Meskipun kepatuhan terhadap peraturan merupakan prioritas utama bagi bisnis yang menggunakan autentikasi kuat dan yang tidak, perusahaan yang sudah menggunakan autentikasi kuat cenderung mengatakan bahwa meningkatkan loyalitas pelanggan adalah metrik paling penting yang mereka pertimbangkan saat mengevaluasi autentikasi. metode. (18% vs. 12%) (Gambar 10).
Otentikasi Perusahaan
Sejak tahun 2017, penerapan autentikasi yang kuat di perusahaan telah meningkat, namun tingkatnya sedikit lebih rendah dibandingkan aplikasi konsumen. Jumlah perusahaan yang menggunakan autentikasi kuat meningkat dari 7% pada tahun 2017 menjadi 12% pada tahun 2018. Berbeda dengan aplikasi konsumen, di lingkungan perusahaan, penggunaan metode autentikasi non-kata sandi lebih umum dilakukan pada aplikasi web dibandingkan pada perangkat seluler.

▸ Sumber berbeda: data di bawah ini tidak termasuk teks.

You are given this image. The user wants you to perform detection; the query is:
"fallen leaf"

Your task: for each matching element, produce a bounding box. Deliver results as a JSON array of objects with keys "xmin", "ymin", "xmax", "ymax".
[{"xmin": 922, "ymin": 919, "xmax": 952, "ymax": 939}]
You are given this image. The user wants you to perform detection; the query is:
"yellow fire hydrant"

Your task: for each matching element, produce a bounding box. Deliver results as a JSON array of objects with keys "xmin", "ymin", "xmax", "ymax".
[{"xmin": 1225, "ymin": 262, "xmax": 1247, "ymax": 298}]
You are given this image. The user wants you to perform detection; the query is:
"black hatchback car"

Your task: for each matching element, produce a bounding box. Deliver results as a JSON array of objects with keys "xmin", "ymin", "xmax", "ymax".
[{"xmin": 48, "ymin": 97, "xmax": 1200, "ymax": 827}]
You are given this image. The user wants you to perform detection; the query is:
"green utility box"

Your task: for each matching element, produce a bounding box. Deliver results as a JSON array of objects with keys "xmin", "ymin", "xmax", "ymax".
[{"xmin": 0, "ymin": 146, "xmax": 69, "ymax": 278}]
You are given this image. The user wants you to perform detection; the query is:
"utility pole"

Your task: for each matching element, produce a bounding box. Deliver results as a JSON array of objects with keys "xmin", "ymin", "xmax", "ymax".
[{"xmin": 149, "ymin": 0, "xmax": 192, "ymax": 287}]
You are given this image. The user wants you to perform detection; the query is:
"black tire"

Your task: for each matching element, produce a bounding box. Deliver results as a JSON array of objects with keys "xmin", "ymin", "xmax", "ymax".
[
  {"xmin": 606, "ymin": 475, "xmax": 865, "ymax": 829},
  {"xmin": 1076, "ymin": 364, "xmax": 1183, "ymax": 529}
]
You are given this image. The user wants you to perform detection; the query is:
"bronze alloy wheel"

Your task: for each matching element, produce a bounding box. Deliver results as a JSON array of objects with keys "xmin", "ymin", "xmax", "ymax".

Sekitar separuh bisnis melaporkan hanya menggunakan nama pengguna dan kata sandi untuk mengautentikasi penggunanya saat masuk, dan satu dari lima (22%) juga hanya mengandalkan kata sandi untuk autentikasi sekunder saat mengakses data sensitif (yaitu, pengguna terlebih dahulu masuk ke aplikasi menggunakan metode autentikasi yang lebih sederhana, dan jika dia ingin mendapatkan akses ke data penting, dia akan melakukan prosedur autentikasi lain, kali ini biasanya menggunakan metode yang lebih andal.).
Anda perlu memahami bahwa laporan tersebut tidak memperhitungkan penggunaan token kriptografi untuk otentikasi dua faktor di sistem operasi Windows, Linux dan Mac OS X. Dan saat ini ini merupakan penggunaan 2FA yang paling luas. (Sayangnya, token yang dibuat sesuai standar FIDO hanya dapat mengimplementasikan 2FA untuk Windows 10).

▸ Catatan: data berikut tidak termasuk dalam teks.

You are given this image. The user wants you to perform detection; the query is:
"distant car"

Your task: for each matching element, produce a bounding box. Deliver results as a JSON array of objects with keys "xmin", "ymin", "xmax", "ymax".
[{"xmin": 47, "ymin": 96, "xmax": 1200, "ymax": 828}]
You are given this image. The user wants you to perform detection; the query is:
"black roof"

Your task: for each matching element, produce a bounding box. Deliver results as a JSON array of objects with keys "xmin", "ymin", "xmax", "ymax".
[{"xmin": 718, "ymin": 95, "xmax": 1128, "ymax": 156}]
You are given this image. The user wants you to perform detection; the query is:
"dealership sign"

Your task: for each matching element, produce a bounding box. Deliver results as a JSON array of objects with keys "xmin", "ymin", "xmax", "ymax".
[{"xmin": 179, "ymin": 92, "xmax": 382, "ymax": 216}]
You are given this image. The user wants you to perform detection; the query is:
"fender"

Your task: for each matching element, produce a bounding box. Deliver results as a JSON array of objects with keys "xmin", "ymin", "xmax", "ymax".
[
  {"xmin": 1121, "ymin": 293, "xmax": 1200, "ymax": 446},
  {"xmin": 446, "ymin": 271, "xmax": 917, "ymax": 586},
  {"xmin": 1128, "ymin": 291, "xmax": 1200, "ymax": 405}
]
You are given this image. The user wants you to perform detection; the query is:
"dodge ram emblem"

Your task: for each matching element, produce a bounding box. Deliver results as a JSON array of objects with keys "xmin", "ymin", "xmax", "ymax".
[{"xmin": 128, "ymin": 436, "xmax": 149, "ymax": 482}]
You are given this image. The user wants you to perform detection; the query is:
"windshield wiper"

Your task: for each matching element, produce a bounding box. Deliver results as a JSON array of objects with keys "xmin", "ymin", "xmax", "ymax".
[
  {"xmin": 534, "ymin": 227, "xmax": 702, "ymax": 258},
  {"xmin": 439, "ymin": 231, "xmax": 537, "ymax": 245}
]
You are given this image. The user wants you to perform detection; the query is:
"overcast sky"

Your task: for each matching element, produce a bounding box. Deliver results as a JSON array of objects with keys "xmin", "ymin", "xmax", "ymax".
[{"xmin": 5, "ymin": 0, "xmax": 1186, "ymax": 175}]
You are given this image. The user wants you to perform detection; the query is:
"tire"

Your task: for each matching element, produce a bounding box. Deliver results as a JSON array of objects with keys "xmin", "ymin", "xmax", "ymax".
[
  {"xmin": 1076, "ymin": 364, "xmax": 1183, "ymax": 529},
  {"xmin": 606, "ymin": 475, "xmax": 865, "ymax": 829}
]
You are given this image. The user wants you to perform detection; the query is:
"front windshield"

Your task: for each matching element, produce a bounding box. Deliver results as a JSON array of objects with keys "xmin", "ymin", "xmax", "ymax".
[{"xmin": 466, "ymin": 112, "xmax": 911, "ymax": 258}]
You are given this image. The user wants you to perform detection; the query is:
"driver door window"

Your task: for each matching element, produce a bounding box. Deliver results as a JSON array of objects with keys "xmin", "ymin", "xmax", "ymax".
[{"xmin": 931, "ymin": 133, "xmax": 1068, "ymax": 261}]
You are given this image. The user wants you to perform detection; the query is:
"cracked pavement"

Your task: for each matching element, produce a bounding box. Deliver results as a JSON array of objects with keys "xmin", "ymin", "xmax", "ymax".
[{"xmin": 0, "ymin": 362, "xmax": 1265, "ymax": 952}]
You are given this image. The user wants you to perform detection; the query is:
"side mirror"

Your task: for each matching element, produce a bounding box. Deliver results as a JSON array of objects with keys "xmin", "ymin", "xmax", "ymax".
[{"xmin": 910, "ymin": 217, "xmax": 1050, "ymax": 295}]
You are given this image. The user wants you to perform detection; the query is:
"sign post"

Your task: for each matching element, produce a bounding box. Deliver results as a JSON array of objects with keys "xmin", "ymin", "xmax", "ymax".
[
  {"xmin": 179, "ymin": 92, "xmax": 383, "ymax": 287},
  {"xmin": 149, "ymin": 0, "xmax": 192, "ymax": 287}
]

Selain itu, jika penerapan 2FA di aplikasi online dan seluler memerlukan serangkaian tindakan, termasuk modifikasi aplikasi tersebut, maka untuk menerapkan 2FA di Windows Anda hanya perlu mengonfigurasi PKI (misalnya, berdasarkan Server Sertifikasi Microsoft) dan kebijakan autentikasi dalam iklan.

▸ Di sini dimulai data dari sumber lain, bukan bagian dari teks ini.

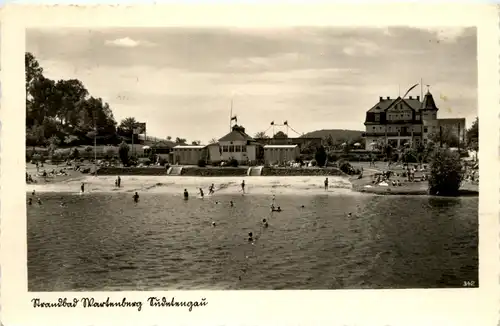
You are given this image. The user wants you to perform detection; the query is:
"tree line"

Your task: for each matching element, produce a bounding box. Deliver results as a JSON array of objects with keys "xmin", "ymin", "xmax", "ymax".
[{"xmin": 24, "ymin": 52, "xmax": 196, "ymax": 147}]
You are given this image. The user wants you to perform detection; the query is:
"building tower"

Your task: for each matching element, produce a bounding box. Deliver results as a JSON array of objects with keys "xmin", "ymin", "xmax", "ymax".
[{"xmin": 420, "ymin": 85, "xmax": 439, "ymax": 145}]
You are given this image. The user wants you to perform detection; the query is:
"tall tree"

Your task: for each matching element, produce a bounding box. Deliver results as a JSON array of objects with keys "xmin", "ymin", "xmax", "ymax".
[{"xmin": 175, "ymin": 137, "xmax": 186, "ymax": 145}]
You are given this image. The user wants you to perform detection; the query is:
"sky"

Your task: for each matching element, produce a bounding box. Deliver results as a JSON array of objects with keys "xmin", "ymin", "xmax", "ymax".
[{"xmin": 26, "ymin": 27, "xmax": 477, "ymax": 143}]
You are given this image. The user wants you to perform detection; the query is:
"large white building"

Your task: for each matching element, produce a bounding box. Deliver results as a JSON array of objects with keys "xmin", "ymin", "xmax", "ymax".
[{"xmin": 364, "ymin": 91, "xmax": 465, "ymax": 150}]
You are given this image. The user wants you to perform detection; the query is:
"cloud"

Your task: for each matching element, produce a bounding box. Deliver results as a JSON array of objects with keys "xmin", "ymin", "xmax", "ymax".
[{"xmin": 105, "ymin": 37, "xmax": 150, "ymax": 48}]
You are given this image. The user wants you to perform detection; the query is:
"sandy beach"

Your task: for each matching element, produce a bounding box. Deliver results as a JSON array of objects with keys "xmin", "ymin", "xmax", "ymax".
[{"xmin": 26, "ymin": 175, "xmax": 352, "ymax": 195}]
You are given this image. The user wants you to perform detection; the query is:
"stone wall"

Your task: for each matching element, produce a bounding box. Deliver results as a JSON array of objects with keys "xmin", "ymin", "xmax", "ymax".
[
  {"xmin": 261, "ymin": 167, "xmax": 345, "ymax": 177},
  {"xmin": 97, "ymin": 166, "xmax": 167, "ymax": 175}
]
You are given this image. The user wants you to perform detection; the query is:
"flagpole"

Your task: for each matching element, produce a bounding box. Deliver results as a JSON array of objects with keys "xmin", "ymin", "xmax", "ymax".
[{"xmin": 229, "ymin": 97, "xmax": 233, "ymax": 132}]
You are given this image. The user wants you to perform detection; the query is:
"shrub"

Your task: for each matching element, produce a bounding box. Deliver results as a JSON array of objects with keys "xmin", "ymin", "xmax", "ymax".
[
  {"xmin": 137, "ymin": 157, "xmax": 151, "ymax": 166},
  {"xmin": 158, "ymin": 156, "xmax": 168, "ymax": 166},
  {"xmin": 428, "ymin": 149, "xmax": 463, "ymax": 196},
  {"xmin": 31, "ymin": 153, "xmax": 42, "ymax": 163},
  {"xmin": 328, "ymin": 153, "xmax": 339, "ymax": 162},
  {"xmin": 338, "ymin": 161, "xmax": 354, "ymax": 174},
  {"xmin": 128, "ymin": 156, "xmax": 139, "ymax": 166}
]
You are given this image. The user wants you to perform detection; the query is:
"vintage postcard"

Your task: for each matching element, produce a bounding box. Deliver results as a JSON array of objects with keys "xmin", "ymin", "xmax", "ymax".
[{"xmin": 1, "ymin": 4, "xmax": 499, "ymax": 326}]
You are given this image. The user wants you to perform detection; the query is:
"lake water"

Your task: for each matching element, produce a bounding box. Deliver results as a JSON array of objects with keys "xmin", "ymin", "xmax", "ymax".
[{"xmin": 28, "ymin": 193, "xmax": 478, "ymax": 291}]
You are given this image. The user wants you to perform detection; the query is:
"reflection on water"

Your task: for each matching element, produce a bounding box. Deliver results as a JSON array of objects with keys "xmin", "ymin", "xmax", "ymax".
[{"xmin": 28, "ymin": 194, "xmax": 478, "ymax": 291}]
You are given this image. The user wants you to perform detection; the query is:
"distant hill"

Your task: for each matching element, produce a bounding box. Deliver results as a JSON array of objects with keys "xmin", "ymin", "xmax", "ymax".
[{"xmin": 302, "ymin": 129, "xmax": 363, "ymax": 142}]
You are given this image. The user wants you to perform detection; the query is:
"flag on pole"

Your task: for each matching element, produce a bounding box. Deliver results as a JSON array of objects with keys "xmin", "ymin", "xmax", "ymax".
[{"xmin": 403, "ymin": 84, "xmax": 418, "ymax": 98}]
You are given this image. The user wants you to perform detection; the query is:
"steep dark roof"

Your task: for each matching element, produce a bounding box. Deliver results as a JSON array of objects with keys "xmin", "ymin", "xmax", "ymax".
[
  {"xmin": 219, "ymin": 126, "xmax": 254, "ymax": 141},
  {"xmin": 368, "ymin": 97, "xmax": 422, "ymax": 113},
  {"xmin": 422, "ymin": 91, "xmax": 438, "ymax": 110}
]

Dan karena melindungi login ke PC dan domain kantor merupakan elemen penting dalam melindungi data perusahaan, penerapan autentikasi dua faktor menjadi semakin umum.
Dua metode paling umum berikutnya untuk mengautentikasi pengguna saat login adalah kata sandi satu kali yang diberikan melalui aplikasi terpisah (13% bisnis) dan kata sandi satu kali yang dikirimkan melalui SMS (12%). Meskipun persentase penggunaan kedua metode ini sangat mirip, SMS OTP paling sering digunakan untuk meningkatkan tingkat otorisasi (di 24% perusahaan). (Gambar 12).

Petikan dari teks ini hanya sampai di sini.